Though obvious, it is important to remember, never leave children home alone. And do not depend on an older child younger than 9 or 10 to watch a younger child. Though dependable, a child under the age of 9 seldom has the wherewithal to cope with all situations.
A fairly recent concern for some parents is that of environmental dangers. Try to avoid traffic jams that cause pollution by choosing less busy times to go out in the car. If you're caught in heavy traffic, close the car windows and turn on air conditioning, if possible. If you live in the city, and especially if you child has asthma or other lung problems, avoid walking very far on crowded streets in hot, muggy weather.
- Set a small baby in his or her infant seat, propped up in the grocery cart seat. Or prop the infant in one of the small basket carriers supermarkets supply, with blankets to keep him or her steady. Place it in the cart. Some infant-only safety seats have special clips for attachments to shopping carts.
- Carry a safety strap for a child who can sit in the seat, so he or she can't stand up and fall out, if the cart doesn't have one. Falls from shopping carts are among the leading causes of severe head injuries to children treated in emergency rooms. Don't allow your child to ride "in" the cart basket, ride or climb on the front sides of one, or allow an older child to push the cart with another child in it.
- Take your baby on mall shopping trips in either a backpack, which has the advantage of leaving your hands free, or in a stroller. If your child insists on walking, use a harness.
- Hold your baby on an escalator. It's mandatory. Holding any child you can lift is safest.
- Hold an older child's hand and don't allow playing or sitting on an escalator.

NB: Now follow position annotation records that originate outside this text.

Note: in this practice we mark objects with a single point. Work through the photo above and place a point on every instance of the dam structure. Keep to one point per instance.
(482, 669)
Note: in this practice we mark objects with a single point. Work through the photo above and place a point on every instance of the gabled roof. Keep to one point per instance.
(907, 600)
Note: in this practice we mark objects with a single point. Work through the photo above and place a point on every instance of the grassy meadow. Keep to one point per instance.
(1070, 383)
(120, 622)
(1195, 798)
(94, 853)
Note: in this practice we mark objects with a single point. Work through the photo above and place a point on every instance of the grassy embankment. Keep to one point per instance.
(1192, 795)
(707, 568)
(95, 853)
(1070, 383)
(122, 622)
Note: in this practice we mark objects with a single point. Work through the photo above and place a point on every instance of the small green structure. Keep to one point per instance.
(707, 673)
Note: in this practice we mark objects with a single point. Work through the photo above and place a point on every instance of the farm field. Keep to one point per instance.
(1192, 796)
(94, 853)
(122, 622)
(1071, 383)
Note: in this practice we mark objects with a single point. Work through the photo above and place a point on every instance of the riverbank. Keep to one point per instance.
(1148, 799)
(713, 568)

Face forward and hold the handrail. Be aware that loose items like shoelaces and mittens can get trapped in the floor edges and cause entrapment.(There are emergency shutoff buttons at the top and bottom of the escalator, usually on the right side when facing the stairs.)
- Don't let your child wander about a store, touching and handling merchandise. Besides annoying shopkeepers and possibly breaking something you'll have to pay for, the child may injure himself or herself on something sharp or otherwise harmful.
- Do not let your child go to the bathroom alone. Only let a child go alone when you are familiar with the place, know it is clean, and can see the door plainly.
- Have a plan where to meet or how to find each other if separated. Let a child know to ask a sales person to help them.
- Teach your children NEVER to leave a store with an unknown person NO MATTER WHAT that person tells them. And let them know it is never okay to leave a store to try and find your car in the parking lot.